Identifiers
- Organism: Salmonella enterica subsp. enterica serovar Typhimurium str. LT2
- Symbol: hin
- UniProt: P03013

Search for
- Structures: Swiss-model
- Domains: InterPro

= Hin recombinase =

Hin recombinase is a 21kD protein composed of 198 amino acids that is found in the bacteria Salmonella. Hin belongs to the serine recombinase family (B2) of DNA invertases in which it relies on the active site serine to initiate DNA cleavage and recombination. The related protein, gamma-delta resolvase shares high similarity to Hin, of which much structural work has been done, including structures bound to DNA and reaction intermediates. Hin functions to invert a 900 base pair (bp) DNA segment within the salmonella genome that contains a promoter for downstream flagellar genes, fljA and fljB. Inversion of the intervening DNA alternates the direction of the promoter and thereby alternates expression of the flagellar genes. This is advantageous to the bacterium as a means of escape from the host immune response.

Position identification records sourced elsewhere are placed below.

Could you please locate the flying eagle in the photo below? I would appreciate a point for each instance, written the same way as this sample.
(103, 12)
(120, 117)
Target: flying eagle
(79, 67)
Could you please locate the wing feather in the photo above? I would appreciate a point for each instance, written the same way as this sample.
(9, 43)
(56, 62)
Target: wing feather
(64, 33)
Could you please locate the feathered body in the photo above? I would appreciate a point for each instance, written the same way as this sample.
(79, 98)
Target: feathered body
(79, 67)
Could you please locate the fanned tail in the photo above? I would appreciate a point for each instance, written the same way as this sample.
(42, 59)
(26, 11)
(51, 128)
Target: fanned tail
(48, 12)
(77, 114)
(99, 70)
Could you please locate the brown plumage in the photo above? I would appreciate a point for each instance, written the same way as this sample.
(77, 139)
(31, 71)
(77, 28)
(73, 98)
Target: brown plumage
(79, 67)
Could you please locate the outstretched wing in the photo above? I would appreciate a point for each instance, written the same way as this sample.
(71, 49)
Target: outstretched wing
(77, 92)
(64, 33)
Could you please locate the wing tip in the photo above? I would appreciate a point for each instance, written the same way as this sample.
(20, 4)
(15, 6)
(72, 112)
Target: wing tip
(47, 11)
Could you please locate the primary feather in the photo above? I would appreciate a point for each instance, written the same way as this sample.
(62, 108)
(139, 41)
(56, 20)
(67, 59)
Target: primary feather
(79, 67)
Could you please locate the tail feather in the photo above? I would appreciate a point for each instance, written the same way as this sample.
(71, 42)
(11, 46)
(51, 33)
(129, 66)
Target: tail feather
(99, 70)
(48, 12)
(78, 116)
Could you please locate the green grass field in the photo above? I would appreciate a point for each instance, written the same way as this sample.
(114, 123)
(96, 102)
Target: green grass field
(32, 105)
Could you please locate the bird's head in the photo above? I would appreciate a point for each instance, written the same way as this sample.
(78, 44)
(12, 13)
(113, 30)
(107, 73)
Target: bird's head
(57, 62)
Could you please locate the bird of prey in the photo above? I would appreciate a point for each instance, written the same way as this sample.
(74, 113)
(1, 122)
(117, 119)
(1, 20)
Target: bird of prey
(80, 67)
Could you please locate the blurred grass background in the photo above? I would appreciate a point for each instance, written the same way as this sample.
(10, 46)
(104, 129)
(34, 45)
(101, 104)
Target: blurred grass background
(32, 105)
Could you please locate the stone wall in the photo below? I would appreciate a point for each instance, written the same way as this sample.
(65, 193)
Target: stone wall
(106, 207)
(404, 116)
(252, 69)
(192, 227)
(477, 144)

Hin functions by binding to two 26bp imperfect inverted repeat sequences as a homodimer. These hin binding sites flank the invertible segment which not only encodes the Hin gene itself, but also contains an enhancer element to which the bacterial Fis proteins binds with nanomolar affinity. Four molecules of Fis bind to this site as a homodimers and are required for the recombination reaction to proceed.

The initial reaction requires binding of Hin and Fis to their respective DNA sequences and assemble into a higher-order nucleoprotein complex with branched plectonemic supercoils with the aid of the DNA bending protein HU. At this point, it is believed that the Fis protein modulates subtle contacts to activate the reaction, possibly through direct interactions with the Hin protein. Activation of the 4 catalytic serine residues within the Hin tetramer make a 2-bp double stranded DNA break and forms a covalent reaction intermediate. The DNA cleavage event also requires the divalent metal cation magnesium. A large conformational change reveals a large hydrophobic interface that allows for subunit rotation which may be driven by superhelical torsion within the protein-DNA complex. After this 180° rotation, Hin returns to its native conformation and re-ligates the cleaved DNA, without the aid of high energy cofactors and without the loss of any DNA.